L’ordonnance de clôture a été rendue le 06 janvier 2021.
Conformément aux dispositions de l’article 786 du Code de Procédure Civile, Madame Géraldine VOISIN, Conseiller, magistrat rapporteur, assisté de Mme Y-F G, Greffier, a tenu seule l’audience au cours de laquelle elle a été entendue en son rapport, les avocats des parties sont intervenus au soutien des intérêts de leur client.
Après quoi, Madame Géraldine VOISIN, Conseiller, a donné avis aux parties que la décision serait rendue le 07 avril 2021 par mise à disposition au greffe de la cour, après en avoir délibéré conformément à la loi. A cette date le délibéré a été prorogé au 28 avril 2021, les parties ayant été régulièrement avisées.
Au cours de ce délibéré, Madame Géraldine VOISIN, a rendu compte à la Cour, composée de Mme D E, Présidente de chambre, de Monsieur Gérard SOURY, et d’elle-même, Conseillers. A l’issue de leur délibéré commun, à la date fixée, l’arrêt dont la teneur suit a été mis à disposition au greffe.
---==oO§Oo==---
LA COUR
---==oO§Oo==---
FAITS ET PROCÉDURE
Suivant offre acceptée le 11 mars 2011, Mme Z A et M. B C ont souscrit un emprunt d’un montant de 17'200 € auprès de la SA FINANCO pour le financement d’un camping car d’un prix de 34 735 €.
Le crédit était remboursable en 120 mensualités d’un montant de 255,78 €, assurance incluse, au taux annuel effectif global de 8,30 %, M. B C ayant souscrit le même jour une assurance invalidité décès.

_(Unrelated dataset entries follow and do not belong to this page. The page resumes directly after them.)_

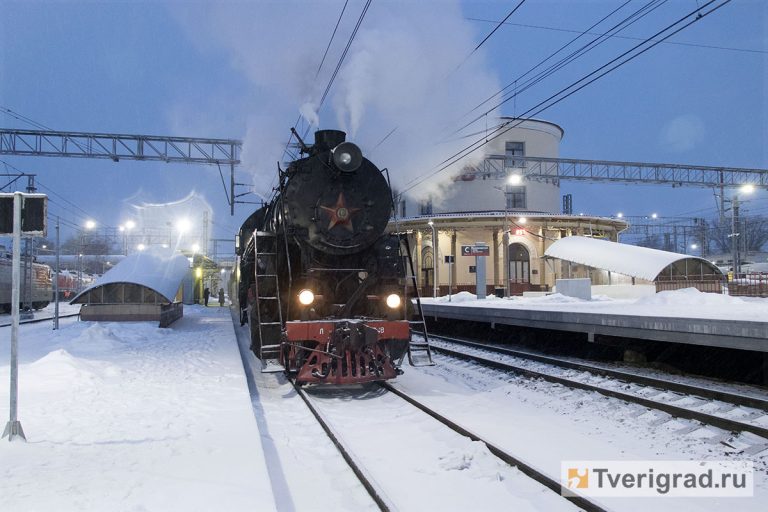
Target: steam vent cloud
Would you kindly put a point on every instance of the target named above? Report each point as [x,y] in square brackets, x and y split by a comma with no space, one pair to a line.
[405,71]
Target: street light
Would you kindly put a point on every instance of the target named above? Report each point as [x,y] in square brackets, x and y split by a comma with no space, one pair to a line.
[124,229]
[89,225]
[736,254]
[435,260]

M. B C a remboursé seul les échéances du crédit, Mme Z A ayant réglé directement, le 25 février 2011, la somme de 17'535 € à la société Evasion Caravane représentant la moitié du prix du camping-car.
M. B C est décédé le […], si bien que les échéances du crédit ont cessé d’être réglées.

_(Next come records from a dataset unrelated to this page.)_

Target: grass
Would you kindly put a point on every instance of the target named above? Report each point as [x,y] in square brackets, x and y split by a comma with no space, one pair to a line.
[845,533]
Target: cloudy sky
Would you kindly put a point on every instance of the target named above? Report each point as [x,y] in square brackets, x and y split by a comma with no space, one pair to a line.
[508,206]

Par courrier du 21 décembre 2016, la SA FINANCO a mis en demeure M. B C de lui
régler la somme de 557,31 €.
Par courrier du 25 avril 2017 adressé en recommandé avec accusé réception, la SA FINANCO a notifié à M. B C la déchéance du terme à compter du 20 avril 2017, lui intimant de régler la somme de 11 050,02 €.

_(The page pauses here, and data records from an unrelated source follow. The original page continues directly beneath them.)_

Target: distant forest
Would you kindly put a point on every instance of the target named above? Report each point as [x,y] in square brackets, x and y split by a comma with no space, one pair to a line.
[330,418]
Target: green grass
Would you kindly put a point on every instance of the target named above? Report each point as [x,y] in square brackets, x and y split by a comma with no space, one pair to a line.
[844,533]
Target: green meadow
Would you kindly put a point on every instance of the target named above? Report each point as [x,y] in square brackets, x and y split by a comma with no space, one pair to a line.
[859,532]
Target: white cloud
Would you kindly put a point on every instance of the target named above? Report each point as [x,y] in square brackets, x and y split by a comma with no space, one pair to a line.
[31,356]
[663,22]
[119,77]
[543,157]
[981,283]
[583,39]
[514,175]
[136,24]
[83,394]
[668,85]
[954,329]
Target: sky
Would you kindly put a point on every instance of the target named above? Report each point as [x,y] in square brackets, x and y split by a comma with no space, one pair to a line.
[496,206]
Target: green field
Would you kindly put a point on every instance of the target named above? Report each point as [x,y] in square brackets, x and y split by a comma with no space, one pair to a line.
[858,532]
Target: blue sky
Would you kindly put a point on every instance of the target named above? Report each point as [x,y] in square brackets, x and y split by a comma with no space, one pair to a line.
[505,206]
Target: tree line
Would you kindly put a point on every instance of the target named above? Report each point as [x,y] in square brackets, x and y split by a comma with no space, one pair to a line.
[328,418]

Par courrier du 1er août 2017, adressé en recommandé avec accusé réception, la SA FINANCO a notifié à Mme Z A la déchéance du terme à compter du 20 avril 2017, lui intimant de régler la somme de 11 050,02 €.
==0==
Faute de paiement, la SA FINANCO a fait assigner Mme Z A en paiement devant le tribunal d’instance de Limoges, par acte d’huissier délivré le 5 octobre 2018.
Par jugement rendu le 8 novembre 2019, le tribunal d’instance de Limoges a :
' dit irrecevables les demandes formées par la SA FINANCO excédant les mensualités impayées et pénalités de retard éventuelles en l’absence de prononcé de la déchéance du terme ;
' dit que la SA FINANCO était déchue du droit aux intérêts ;
' condamné Mme Z A à payer à la SA FINANCO la somme de 318,52 € selon les modalités de remboursement contractuellement prévues.
La SA FINANCO a interjeté appel de ce jugement par déclaration reçue au greffe le 20 janvier 2020.
Aux termes de ses dernières conclusions déposées le 31 mars 2020, la SA FINANCO demande à la cour de réformer le jugement.
Elle sollicite de dire et juger que la déchéance du terme a été régulière et de prononcer à défaut la résiliation judiciaire du contrat de prêt.
Ainsi, elle demande de condamner Mme Z A à lui payer la somme de 12'862,22 € avec intérêts au taux contractuel depuis l’arrêté de compte du 30 juin 2019, outre la somme de 2 000 € sur le fondement de l’article 700 du code de procédure civile, ainsi qu’aux entiers dépens.
Aux termes de ses dernières conclusions déposées le 2 mai 2020, Mme Z A demande à la cour de :
A titre principal,
• constater que le premier incident de paiement est en date du 4 octobre 2016 et la délivrance de l’assignation par la société FINANCO en date du 5 octobre 2018 ;
Réformant de ce chef le jugement :
• constater la forclusion de l’action engagée par la société FINANCO et déclarer les demandes présentées par elle irrecevables ;
• débouter la société FINANCO de sa demande nouvelle devant la cour tendant à voir prononcer la résiliation judiciaire du contrat de prêt ;
• la dire irrecevable et mal fondée ;
A titre subsidiaire :
• confirmer le jugement dont appel en ce qu’il a, en l’absence de production du bordereau de rétractation, déchu la société FINANCO de tout droit aux intérêts ;
• confirmer en conséquence cette décision en ce qu’elle a retenu la somme de 318,52 € au titre du solde dû sur le prêt litigieux ;
• infirmer le jugement rendu le 8 novembre 2019 en ce qu’il n’a pas retenu le défaut de conseil de la société FINANCO relatif à l’assurance de l’emprunteur ;
Et, en conséquence ;
• dire et Juger que toutes les sommes qui pourraient être dues par Mme X seront compensées par les dommages et intérêts qui lui seront octroyées à ce titre ;
• rejeter toutes conclusions contraires aux présentes, jugées mal fondées ;
• condamner la société FINANCO aux entiers dépens de première instance et d’appel et condamner la même à verser à Mme Z A la somme de 2 000 € sur le fondement de l’article 700 du code de procédure civile.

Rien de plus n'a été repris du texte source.